UAE Press: Keeping An Eye On Omicron

UAE Press: Keeping an eye on Omicron

ABU DHABI, (Pakistan Point News - 04th Dec, 2021) Over the past two weeks, scientists and public health officials have been keeping a close watch on the advent of the new coronavirus variant, Omicron, which first emerged in South Africa and its neighbouring nations. Already, travel bans have been implemented by some nations concerned over the spread of this new variant, while quarantine measures and new testing protocols have been put in place as precautionary steps by some nations.

"We are now 22 months into this pandemic and are fully aware of the measures that are needed to prevent the spread of coronavirus and its variants. But unlike 22 months ago, we now have developed a range of vaccines that have allowed us to return to a great degree of normalcy ending the global restrictions on movements that were put in place during the darkest days of the first stage of the pandemic," Gulf news wrote in its editorial today.
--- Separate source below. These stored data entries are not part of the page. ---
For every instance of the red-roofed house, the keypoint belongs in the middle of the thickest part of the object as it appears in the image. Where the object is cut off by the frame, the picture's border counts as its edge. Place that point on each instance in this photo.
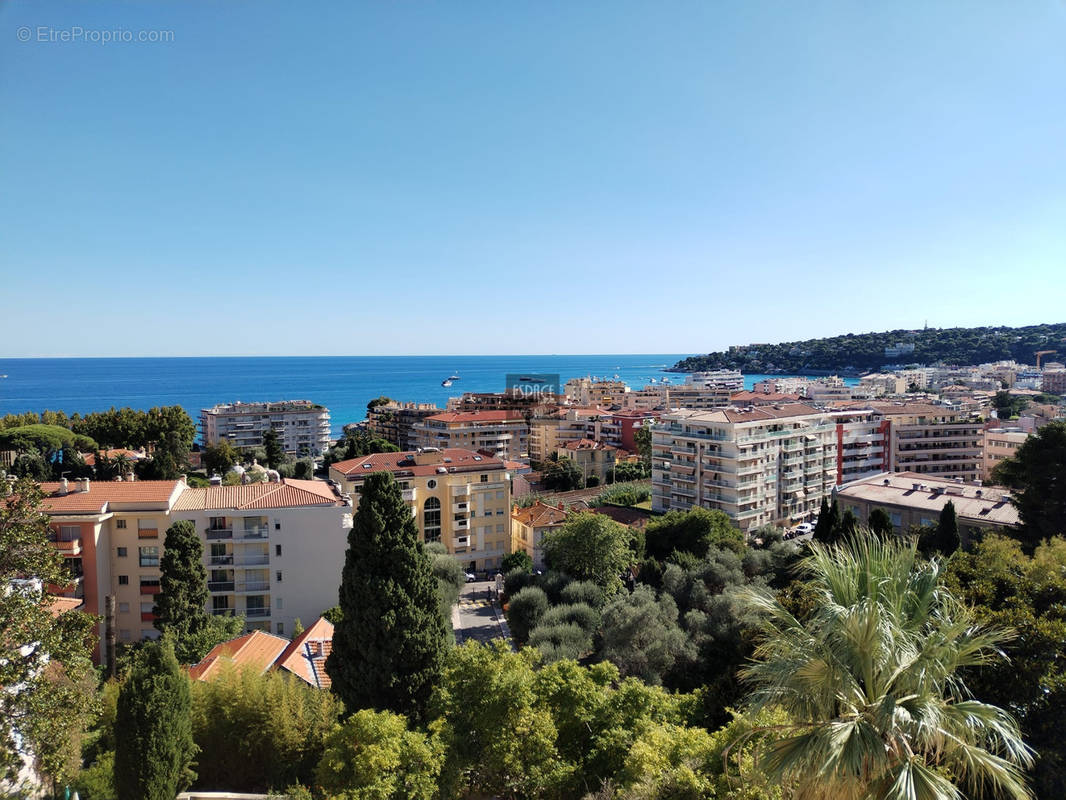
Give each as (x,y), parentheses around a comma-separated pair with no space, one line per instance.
(456,496)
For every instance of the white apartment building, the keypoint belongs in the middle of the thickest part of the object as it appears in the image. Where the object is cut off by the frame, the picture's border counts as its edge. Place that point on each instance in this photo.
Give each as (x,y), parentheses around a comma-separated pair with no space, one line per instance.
(503,434)
(764,465)
(302,427)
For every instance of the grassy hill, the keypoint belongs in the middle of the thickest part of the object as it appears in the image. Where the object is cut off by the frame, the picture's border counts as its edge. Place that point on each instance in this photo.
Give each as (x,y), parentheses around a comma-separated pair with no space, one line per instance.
(865,352)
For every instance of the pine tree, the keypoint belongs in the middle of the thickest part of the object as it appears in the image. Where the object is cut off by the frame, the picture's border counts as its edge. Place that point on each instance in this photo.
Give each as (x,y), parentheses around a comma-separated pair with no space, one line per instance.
(182,589)
(154,740)
(389,643)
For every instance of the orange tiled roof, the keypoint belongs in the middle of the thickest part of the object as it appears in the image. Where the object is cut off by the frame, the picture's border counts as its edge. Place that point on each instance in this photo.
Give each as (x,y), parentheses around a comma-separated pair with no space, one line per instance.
(101,494)
(452,458)
(287,494)
(306,655)
(257,650)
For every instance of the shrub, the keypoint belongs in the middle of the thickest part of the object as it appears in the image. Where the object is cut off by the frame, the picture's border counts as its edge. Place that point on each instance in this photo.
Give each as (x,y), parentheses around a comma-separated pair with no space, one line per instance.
(525,611)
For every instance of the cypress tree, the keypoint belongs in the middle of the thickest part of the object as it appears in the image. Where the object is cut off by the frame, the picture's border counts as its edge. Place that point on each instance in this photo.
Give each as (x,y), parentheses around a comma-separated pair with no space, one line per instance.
(947,530)
(389,643)
(154,740)
(180,606)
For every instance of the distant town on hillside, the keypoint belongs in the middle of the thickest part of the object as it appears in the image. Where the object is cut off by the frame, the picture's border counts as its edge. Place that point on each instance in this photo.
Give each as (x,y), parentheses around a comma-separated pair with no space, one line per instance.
(855,353)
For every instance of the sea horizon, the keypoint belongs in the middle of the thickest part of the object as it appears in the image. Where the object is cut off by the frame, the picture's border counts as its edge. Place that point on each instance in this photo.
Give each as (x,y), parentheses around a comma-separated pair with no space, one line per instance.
(343,384)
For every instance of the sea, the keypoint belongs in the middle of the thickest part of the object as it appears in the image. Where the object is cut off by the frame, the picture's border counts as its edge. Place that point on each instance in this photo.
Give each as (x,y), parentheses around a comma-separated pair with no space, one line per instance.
(343,384)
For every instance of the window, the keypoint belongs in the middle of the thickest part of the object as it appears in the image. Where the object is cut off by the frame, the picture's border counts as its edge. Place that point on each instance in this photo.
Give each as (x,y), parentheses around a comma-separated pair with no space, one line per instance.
(431,520)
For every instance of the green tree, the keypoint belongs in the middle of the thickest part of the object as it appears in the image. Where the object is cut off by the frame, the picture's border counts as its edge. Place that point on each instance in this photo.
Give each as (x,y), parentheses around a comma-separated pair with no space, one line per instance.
(517,560)
(388,645)
(525,611)
(695,531)
(290,721)
(154,741)
(872,682)
(44,658)
(272,444)
(1037,476)
(641,636)
(181,603)
(879,522)
(498,741)
(590,546)
(373,756)
(219,459)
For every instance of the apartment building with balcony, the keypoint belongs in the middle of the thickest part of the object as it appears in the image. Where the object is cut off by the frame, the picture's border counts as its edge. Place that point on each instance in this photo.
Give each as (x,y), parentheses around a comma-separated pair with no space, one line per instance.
(394,421)
(999,445)
(765,465)
(503,434)
(273,552)
(933,440)
(456,496)
(112,537)
(303,427)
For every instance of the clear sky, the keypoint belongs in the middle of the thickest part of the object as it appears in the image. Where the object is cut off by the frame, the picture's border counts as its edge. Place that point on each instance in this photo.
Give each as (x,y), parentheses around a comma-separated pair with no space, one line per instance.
(435,176)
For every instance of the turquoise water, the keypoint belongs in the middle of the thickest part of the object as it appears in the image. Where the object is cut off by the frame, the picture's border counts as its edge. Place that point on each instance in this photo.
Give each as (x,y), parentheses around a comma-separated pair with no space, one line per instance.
(343,384)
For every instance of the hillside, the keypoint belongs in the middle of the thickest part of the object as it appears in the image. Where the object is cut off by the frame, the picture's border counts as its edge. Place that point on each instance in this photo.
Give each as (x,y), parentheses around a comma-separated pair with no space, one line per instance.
(865,352)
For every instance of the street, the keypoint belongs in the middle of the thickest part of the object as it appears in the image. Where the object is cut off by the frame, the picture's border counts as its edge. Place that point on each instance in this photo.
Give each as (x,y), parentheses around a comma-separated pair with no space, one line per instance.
(477,617)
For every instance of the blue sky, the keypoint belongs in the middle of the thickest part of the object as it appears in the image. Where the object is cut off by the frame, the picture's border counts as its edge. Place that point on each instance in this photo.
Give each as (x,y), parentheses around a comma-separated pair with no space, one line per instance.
(415,176)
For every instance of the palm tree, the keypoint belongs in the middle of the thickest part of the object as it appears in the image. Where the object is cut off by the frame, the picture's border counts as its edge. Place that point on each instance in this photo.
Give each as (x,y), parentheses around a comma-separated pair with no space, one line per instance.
(870,682)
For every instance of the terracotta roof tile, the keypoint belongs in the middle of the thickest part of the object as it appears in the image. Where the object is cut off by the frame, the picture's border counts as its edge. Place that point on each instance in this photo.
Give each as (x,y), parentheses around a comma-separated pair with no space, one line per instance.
(257,650)
(287,494)
(306,655)
(454,459)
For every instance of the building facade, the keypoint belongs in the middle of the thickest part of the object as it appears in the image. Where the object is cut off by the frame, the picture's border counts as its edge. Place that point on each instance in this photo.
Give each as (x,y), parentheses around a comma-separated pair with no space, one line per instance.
(456,496)
(503,434)
(273,552)
(303,427)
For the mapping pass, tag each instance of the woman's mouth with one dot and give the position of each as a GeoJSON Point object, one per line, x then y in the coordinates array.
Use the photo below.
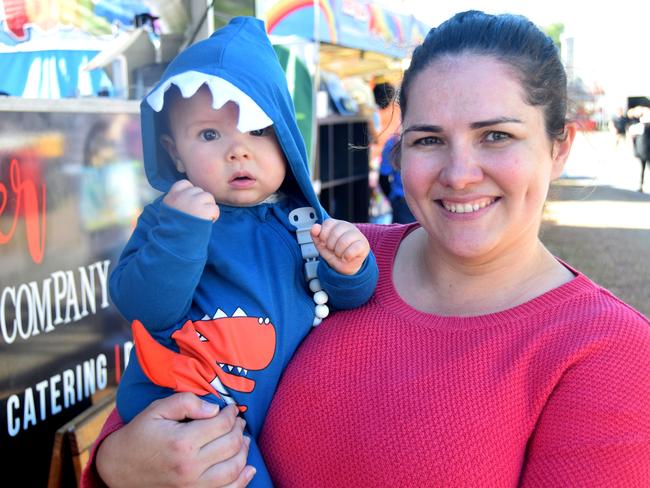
{"type": "Point", "coordinates": [467, 207]}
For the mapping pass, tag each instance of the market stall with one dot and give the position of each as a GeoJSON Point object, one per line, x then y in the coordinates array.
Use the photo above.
{"type": "Point", "coordinates": [347, 45]}
{"type": "Point", "coordinates": [72, 185]}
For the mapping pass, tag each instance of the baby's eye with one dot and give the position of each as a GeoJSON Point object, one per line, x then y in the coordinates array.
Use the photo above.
{"type": "Point", "coordinates": [259, 132]}
{"type": "Point", "coordinates": [496, 136]}
{"type": "Point", "coordinates": [209, 135]}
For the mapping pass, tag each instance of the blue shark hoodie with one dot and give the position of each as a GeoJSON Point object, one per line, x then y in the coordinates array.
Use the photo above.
{"type": "Point", "coordinates": [209, 283]}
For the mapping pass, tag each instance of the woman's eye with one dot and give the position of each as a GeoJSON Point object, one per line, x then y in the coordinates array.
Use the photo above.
{"type": "Point", "coordinates": [427, 141]}
{"type": "Point", "coordinates": [496, 136]}
{"type": "Point", "coordinates": [209, 135]}
{"type": "Point", "coordinates": [259, 132]}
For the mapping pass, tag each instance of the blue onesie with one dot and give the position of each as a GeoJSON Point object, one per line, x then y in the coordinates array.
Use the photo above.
{"type": "Point", "coordinates": [225, 304]}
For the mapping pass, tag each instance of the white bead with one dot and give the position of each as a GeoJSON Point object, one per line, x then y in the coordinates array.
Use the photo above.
{"type": "Point", "coordinates": [320, 297]}
{"type": "Point", "coordinates": [322, 311]}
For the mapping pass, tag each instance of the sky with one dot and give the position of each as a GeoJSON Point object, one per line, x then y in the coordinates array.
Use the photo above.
{"type": "Point", "coordinates": [611, 39]}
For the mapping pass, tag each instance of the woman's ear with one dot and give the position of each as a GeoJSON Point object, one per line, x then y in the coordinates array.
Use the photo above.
{"type": "Point", "coordinates": [168, 143]}
{"type": "Point", "coordinates": [561, 149]}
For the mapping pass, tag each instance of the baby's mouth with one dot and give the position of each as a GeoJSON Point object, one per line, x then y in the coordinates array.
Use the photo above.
{"type": "Point", "coordinates": [241, 178]}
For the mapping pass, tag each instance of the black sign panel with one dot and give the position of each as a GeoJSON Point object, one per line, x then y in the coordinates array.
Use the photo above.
{"type": "Point", "coordinates": [71, 188]}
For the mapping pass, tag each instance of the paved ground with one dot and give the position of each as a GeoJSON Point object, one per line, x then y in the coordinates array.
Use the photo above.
{"type": "Point", "coordinates": [598, 222]}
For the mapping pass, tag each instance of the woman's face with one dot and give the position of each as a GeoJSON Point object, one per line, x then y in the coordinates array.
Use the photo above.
{"type": "Point", "coordinates": [476, 161]}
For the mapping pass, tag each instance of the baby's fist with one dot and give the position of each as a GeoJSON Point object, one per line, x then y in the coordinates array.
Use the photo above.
{"type": "Point", "coordinates": [192, 200]}
{"type": "Point", "coordinates": [341, 244]}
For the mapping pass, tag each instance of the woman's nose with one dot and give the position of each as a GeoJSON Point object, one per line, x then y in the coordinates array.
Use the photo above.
{"type": "Point", "coordinates": [461, 169]}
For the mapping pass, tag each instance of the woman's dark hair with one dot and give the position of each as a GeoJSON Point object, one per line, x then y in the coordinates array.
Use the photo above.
{"type": "Point", "coordinates": [511, 39]}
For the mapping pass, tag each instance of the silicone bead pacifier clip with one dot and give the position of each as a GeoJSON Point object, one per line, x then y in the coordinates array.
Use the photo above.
{"type": "Point", "coordinates": [302, 219]}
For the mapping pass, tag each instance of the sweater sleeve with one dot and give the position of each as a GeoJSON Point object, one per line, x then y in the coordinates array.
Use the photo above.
{"type": "Point", "coordinates": [160, 267]}
{"type": "Point", "coordinates": [595, 427]}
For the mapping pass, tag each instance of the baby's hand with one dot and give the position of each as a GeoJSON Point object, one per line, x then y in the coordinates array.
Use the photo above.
{"type": "Point", "coordinates": [341, 244]}
{"type": "Point", "coordinates": [186, 197]}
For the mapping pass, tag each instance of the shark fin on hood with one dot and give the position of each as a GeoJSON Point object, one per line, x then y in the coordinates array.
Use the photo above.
{"type": "Point", "coordinates": [237, 63]}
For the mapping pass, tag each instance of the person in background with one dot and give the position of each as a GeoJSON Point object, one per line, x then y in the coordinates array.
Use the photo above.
{"type": "Point", "coordinates": [618, 125]}
{"type": "Point", "coordinates": [390, 181]}
{"type": "Point", "coordinates": [481, 359]}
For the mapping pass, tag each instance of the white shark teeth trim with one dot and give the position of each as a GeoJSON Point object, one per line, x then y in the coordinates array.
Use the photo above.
{"type": "Point", "coordinates": [239, 313]}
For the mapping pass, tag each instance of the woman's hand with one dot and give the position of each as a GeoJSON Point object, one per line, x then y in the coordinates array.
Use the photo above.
{"type": "Point", "coordinates": [158, 448]}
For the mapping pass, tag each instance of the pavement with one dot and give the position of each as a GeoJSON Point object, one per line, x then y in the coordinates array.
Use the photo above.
{"type": "Point", "coordinates": [597, 221]}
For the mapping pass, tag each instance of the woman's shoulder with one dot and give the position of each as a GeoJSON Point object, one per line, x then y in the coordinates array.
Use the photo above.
{"type": "Point", "coordinates": [382, 235]}
{"type": "Point", "coordinates": [599, 313]}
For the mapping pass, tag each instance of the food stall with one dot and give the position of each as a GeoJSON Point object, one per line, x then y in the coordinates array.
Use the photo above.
{"type": "Point", "coordinates": [347, 45]}
{"type": "Point", "coordinates": [72, 182]}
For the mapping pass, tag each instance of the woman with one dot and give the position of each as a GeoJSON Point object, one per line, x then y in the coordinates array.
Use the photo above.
{"type": "Point", "coordinates": [481, 360]}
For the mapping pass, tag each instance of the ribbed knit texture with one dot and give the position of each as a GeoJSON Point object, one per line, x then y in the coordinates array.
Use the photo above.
{"type": "Point", "coordinates": [554, 392]}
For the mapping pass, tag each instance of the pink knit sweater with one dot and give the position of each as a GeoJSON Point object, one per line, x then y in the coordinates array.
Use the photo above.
{"type": "Point", "coordinates": [555, 392]}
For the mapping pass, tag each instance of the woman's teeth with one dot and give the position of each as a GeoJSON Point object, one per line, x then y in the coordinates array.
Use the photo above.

"It is important to remember too that the scientists and researchers who so quickly mobilised their resources and pooled their knowledge, now know far more about Covid-19, its make-up, its protein spikes, how it attacks the body and how our immune responses can be boosted through vaccinations. We are in a far brighter place than ever before.

"It’s important to remember that scientists are still gathering information on Omicron, examining how it differs from the Alpha, Beta and Delta variants that have come before. That the virus has mutated once more should not be a surprise all viruses do, which is what makes them a constant threat to our collective public health," the paper went on to say.

"If greater travel restrictions are necessary, then so be it. Our experience during these past 22 months have underscored just how successful collective public health responses are to combating coronavirus and they work.

"If there is a lesson for us from the emergence of Omicron, it is that our best line of defence lies in the success of vaccination programmes. As many as possibly ought to be vaccinated, with booster shots adding to our collective immunity and lessening the impact of these variants," the Dubai-based English language newspaper added.

The paper concluded, "But there is a lesson too that vaccine inequality remains an issue, with an imbalance between those with vaccines and those without ensuring that coronavirus has an opportunity to linger and mutate. We need to get as many needles into as many arms around the world as quickly as possible. When that happens, there is far less opportunity for mutations to occur."